Search code examples
pythonip-addresscidr

Quickly locate an IP address within 3 million rows of CIDR formatted IP ranges


I have obtained the IP-based geolocation database, which is of the following format:

1.0.0.0/24,2077456,2077456,,0,0,,-33.4940,143.2104,1000
1.0.1.0/24,1814991,1814991,,0,0,,34.7725,113.7266,50
1.0.2.0/23,1814991,1814991,,0,0,,34.7725,113.7266,50
1.0.4.0/22,2077456,2077456,,0,0,,-33.4940,143.2104,1000
1.0.8.0/21,1814991,1814991,,0,0,,34.7725,113.7266,50
...
223.255.254.0/24,1880252,1880251,,0,0,37,1.3267,103.8869,5
223.255.255.0/24,2077456,2077456,,0,0,,-33.4940,143.2104,1000

There are totally over 3 million rows contained in a CSV file. The first section of each line is CIDR formatted IP range.

I need an efficient way to quickly locate a given IP address among these lines. For example, given the IP address 1.0.1.2, I want to quickly locate the second line, so I can then obtain its coordination, which are the rest of data in this row. I wonder if there is any efficient way to do this, instead of inspection each row from the beginning.

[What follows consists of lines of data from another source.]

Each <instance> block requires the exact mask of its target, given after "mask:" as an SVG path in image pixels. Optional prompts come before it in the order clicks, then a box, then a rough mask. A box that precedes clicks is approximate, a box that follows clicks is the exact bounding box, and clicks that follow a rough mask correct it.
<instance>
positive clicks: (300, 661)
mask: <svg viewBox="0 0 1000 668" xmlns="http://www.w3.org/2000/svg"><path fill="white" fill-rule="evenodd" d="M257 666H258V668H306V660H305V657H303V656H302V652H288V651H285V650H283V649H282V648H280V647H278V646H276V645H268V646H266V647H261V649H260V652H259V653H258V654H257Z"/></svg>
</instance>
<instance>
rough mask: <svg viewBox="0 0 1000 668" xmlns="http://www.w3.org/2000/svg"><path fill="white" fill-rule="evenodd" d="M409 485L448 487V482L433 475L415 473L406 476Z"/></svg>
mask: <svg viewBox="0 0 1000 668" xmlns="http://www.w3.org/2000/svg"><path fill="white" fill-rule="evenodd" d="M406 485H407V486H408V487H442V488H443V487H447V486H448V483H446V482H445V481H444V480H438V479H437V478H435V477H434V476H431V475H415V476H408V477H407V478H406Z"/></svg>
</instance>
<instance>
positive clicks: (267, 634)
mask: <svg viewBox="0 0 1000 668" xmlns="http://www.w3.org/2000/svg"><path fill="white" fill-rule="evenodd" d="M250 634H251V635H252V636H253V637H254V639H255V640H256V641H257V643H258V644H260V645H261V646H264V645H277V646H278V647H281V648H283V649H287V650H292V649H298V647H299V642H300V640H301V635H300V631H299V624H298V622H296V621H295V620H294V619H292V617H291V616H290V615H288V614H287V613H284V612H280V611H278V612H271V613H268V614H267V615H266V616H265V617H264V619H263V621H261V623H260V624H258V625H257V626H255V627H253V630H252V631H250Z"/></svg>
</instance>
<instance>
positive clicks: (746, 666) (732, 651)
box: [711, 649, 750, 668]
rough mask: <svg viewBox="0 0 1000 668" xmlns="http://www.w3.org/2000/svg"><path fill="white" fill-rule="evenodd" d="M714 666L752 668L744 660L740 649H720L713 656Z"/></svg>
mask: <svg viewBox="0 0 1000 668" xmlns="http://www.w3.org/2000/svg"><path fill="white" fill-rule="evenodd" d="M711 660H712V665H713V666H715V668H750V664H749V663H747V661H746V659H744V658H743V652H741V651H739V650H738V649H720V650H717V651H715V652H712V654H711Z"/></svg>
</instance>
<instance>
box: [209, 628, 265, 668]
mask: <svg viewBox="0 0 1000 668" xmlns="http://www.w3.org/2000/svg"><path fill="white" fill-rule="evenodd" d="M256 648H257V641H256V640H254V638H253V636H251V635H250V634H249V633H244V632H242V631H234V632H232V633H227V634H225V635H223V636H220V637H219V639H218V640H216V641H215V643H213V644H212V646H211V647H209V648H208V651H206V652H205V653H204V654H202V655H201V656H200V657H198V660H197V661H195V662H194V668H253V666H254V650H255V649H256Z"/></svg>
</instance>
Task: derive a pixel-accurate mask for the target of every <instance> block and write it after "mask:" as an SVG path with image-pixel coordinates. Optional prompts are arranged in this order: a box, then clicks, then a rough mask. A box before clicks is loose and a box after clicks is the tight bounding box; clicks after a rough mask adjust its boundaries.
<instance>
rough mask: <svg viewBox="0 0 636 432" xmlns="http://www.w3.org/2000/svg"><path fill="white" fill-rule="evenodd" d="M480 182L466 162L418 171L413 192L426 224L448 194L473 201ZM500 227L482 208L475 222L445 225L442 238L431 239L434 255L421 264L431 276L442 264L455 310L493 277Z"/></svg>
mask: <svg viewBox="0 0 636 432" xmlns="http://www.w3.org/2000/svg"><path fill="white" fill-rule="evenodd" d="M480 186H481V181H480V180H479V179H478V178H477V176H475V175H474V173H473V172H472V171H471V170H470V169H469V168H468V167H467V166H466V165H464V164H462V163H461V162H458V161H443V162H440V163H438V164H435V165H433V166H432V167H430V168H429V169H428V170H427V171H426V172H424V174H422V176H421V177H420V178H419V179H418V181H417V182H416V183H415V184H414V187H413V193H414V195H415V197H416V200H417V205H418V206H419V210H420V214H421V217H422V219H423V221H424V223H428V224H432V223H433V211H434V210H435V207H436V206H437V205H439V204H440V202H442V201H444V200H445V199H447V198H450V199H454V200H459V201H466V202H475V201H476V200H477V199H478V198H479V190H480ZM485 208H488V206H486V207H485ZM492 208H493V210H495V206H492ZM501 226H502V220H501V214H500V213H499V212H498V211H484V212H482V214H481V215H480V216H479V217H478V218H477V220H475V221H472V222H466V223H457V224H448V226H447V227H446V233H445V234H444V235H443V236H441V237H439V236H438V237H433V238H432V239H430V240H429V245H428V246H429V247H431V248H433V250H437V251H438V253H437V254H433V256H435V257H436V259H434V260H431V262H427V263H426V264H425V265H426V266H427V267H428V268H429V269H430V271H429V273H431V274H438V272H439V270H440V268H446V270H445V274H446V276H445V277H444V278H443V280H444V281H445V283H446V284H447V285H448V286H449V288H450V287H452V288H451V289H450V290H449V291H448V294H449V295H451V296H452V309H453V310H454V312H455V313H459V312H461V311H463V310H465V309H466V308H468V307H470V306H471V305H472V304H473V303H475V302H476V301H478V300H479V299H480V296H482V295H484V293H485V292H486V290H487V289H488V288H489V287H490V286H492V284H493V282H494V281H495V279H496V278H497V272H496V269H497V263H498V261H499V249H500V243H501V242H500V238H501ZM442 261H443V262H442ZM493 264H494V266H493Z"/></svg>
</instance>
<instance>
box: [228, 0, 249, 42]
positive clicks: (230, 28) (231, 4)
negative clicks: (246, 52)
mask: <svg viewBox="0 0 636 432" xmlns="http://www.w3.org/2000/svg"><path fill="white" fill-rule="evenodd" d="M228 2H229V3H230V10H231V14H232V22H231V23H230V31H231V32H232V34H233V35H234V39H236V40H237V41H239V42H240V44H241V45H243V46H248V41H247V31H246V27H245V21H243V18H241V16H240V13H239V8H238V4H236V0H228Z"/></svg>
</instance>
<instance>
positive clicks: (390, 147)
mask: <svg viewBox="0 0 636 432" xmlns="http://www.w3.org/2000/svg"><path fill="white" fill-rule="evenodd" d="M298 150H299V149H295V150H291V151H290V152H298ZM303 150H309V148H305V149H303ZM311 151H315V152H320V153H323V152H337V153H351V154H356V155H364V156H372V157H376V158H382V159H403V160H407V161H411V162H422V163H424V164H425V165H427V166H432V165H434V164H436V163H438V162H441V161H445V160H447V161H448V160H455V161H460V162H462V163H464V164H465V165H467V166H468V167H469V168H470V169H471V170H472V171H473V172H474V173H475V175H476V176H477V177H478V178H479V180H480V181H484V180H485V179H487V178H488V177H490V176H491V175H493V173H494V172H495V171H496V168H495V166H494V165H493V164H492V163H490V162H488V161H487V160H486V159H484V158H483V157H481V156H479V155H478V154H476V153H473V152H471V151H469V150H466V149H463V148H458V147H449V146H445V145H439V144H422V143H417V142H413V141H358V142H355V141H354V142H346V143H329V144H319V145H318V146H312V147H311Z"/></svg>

The difficulty lies in, for example, the IP range 1.0.2.0/23 includes the IP address 1.0.3.0, so mere string matching will not work very well.


Solution

  • I found a way myself. First to convert the 8-bit sectioned IP address into decimal format, which makes the CIDR formatted IP range into two decimal numbers. Then I used the bisect module to find the range where the IP belongs to.